‘Look, Célestine, what I said to you just now, I didn’t really mean it. I meant to say something quite different. I meant to say … Oh it doesn’t matter. I’m an old fool. Don’t be angry with me, and above all, don’t tell Madame about it … You’re right. Fancy, if someone
had
seen us, here in the garden.’
I escaped as quickly as I could so as not to laugh. Yes, I wanted to laugh, and yet a quite different feeling was singing in my heart … something—how shall I put it?—a motherly feeling. True, I shouldn’t like to sleep with Monsieur Lanlaire … but one more or less, what difference would it really make? I could give the poor old chap some of the pleasure he’s deprived of, and I should enjoy it as well, for in love it’s perhaps even better to give happiness to others than to receive it yourself. Even when our own bodies don’t respond to their caresses, what a pure and delightful sensation it is to see some poor devil lying enraptured in our arms? Besides, what a joke it would be to spite Madame … I must think about it.
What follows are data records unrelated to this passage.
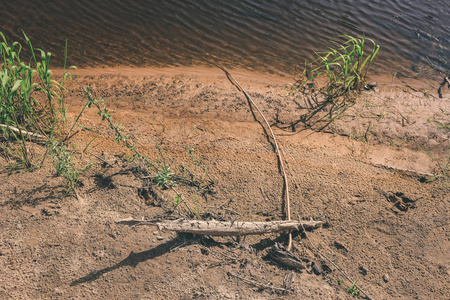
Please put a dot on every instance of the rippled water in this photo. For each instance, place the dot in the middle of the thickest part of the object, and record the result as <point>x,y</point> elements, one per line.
<point>264,35</point>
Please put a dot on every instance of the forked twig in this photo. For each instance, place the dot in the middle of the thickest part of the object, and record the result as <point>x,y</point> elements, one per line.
<point>277,148</point>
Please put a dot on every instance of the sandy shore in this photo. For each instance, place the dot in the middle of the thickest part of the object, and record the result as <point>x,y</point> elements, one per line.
<point>365,176</point>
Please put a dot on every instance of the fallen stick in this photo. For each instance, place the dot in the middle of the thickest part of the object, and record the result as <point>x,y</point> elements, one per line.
<point>32,134</point>
<point>218,228</point>
<point>257,284</point>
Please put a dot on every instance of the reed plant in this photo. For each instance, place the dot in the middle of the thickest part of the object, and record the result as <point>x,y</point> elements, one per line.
<point>344,67</point>
<point>31,101</point>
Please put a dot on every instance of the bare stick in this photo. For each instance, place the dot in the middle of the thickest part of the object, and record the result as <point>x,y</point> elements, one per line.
<point>226,228</point>
<point>257,284</point>
<point>277,149</point>
<point>15,129</point>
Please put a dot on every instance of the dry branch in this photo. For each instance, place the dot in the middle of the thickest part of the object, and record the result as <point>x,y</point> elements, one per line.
<point>31,134</point>
<point>218,228</point>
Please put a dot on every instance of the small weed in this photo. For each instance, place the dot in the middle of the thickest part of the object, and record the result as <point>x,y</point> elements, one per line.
<point>164,178</point>
<point>352,290</point>
<point>442,169</point>
<point>63,162</point>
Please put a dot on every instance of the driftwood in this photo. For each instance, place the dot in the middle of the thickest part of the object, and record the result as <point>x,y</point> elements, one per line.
<point>218,228</point>
<point>445,81</point>
<point>31,134</point>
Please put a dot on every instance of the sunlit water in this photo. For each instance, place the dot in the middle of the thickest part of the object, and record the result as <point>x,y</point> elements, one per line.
<point>267,35</point>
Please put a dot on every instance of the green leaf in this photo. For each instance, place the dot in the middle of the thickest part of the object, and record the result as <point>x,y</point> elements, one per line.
<point>16,86</point>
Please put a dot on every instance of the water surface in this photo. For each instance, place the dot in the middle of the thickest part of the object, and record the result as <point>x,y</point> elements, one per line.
<point>275,36</point>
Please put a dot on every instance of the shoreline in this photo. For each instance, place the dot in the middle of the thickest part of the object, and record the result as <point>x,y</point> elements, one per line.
<point>396,110</point>
<point>384,226</point>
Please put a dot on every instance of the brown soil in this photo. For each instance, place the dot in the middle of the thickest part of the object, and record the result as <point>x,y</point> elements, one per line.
<point>365,177</point>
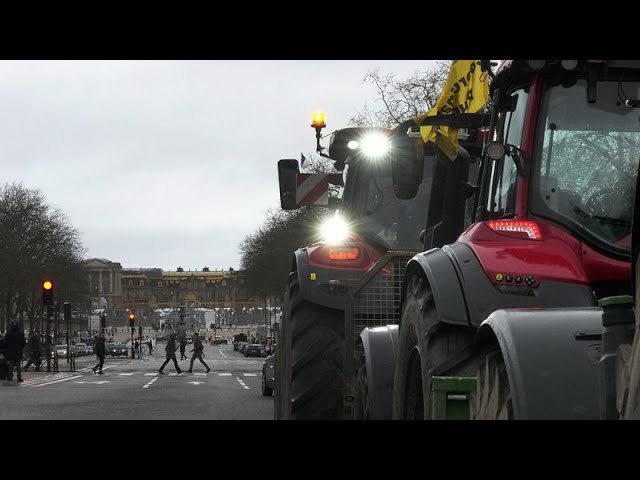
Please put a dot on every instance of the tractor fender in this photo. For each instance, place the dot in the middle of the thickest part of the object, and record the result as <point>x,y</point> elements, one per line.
<point>309,289</point>
<point>444,282</point>
<point>380,345</point>
<point>463,294</point>
<point>551,358</point>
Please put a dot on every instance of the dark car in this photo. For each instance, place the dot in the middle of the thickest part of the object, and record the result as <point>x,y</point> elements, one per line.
<point>117,350</point>
<point>255,350</point>
<point>269,375</point>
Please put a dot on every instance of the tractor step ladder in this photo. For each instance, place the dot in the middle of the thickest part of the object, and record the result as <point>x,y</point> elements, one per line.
<point>450,397</point>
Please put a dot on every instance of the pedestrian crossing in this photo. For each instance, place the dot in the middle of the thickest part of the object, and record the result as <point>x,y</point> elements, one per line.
<point>81,377</point>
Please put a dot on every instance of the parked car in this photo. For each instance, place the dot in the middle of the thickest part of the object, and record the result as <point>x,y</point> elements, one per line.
<point>255,350</point>
<point>117,349</point>
<point>269,375</point>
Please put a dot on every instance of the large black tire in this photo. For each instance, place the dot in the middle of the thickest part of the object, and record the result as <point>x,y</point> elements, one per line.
<point>311,359</point>
<point>632,404</point>
<point>266,391</point>
<point>417,354</point>
<point>492,398</point>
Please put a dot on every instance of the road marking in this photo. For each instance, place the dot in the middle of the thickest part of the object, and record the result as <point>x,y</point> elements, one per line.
<point>57,381</point>
<point>150,383</point>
He went on: ‘You’re so sweet … and yet the funny thing is you’re only a servant.’
He came closer to me and speaking to me very quietly: ‘If only you would, Célestine.’
‘Would what?’
‘If only you’d … you know what I mean … Of course you do.’
‘If you are suggesting that I should go behind the mistress’s back and allow you to take liberties with me …’
He mistook the expression on my face … and, his eyes starting out of his head, the veins on his neck all swollen and his lips moist and foaming, exclaimed in a stifled voice:
‘Curse it all! Yes, yes, that’s just what I do mean.’
‘You don’t know what you’re saying, sir.’
‘I just can’t stop thinking of it, Célestine.’
He was scarlet in the face.
‘Oh, if you’re going to start all that again …’
He tried to seize my hand, to draw me towards him …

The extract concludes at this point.